No one was prepared for a world which suddenly stopped and in which we couldn’t see or touch our loves ones, let alone “save” them.

No leader, no matter how popular, intelligent, or powerful, could offer a quick fix or spin on this one. No one knew what this virus would do next, and so we were each confronted by our inability to control a thing—except our interior response.

This exposed our fears, vulnerabilities, weak faith, faltering love—the realities we try to obscure or escape. In the face of this invisible, deadly bug, we came smack up against our poverty and littleness.

The second great shock: When we were confined at home with the same people 24/7, it was impossible to maintain any pious or pretty façade. Our sins, weaknesses, wounds, fault lines were all exposed. No more running from the truth.

Was all doom and gloom in the pandemic? Far from it! The gift offered was rediscovering what is essential in life: we couldn’t travel around the world, but many fell in love with their own home and garden.

We couldn’t expand our social life, but many stopped taking family for granted and deepened in love for them. We couldn’t “keep up appearances” of being always loving and prayerful, but God invited us to see and know that he loves and accepts us just as we are.

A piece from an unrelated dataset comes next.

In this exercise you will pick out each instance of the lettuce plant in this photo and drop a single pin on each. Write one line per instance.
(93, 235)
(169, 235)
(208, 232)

With no power to contain COVID, many truly cried out to God from their need and entrusted their lives to him. With churches closed, many suddenly realized that receiving the Lord’s Body had always sustained them, and a hunger for his tangible Presence pierced comfort and complacency.

I couldn’t be with my father when he died, but God was there. He’s better company than I am anyway!

We were stripped to the essence and discovered that God was waiting there for us. This was the great call and gift of this pandemic crucible.

Do you remember the Old Testament story of the three young men who were bound and thrown into a fiery furnace because they refused to renounce God? For their defiance, the furnace was made seven times hotter than usual, burning anyone who approached it. Obviously, these three courageous young men were helpless to save themselves.

What did they do? They acknowledged that it was the sins of their people that led to this just punishment. They offered their humbled and contrite spirits to God, promising to follow him with their whole hearts, seeking only His Face.

Knowing they were powerless to save themselves, they begged his saving help. And what happened? The angel of the Lord joined them in the heart of the furnace, with a coolness such as wind and dew will bring, so that the fire did not even touch them or cause them any distress (Dan 3:50). And the King acknowledged the power of their God and released them.

God did not throw the three young men into the furnace, and he did not create the COVID pandemic. But he uses all things to draw us to himself.

As we’re led out of the fiery COVID furnace, may we acknowledge the beauty and power of the Lord, and our own poverty and littleness. May we follow him wholeheartedly, seeking his face once more. May we allow him to be our Lord, to save us, to draw us into his Heart.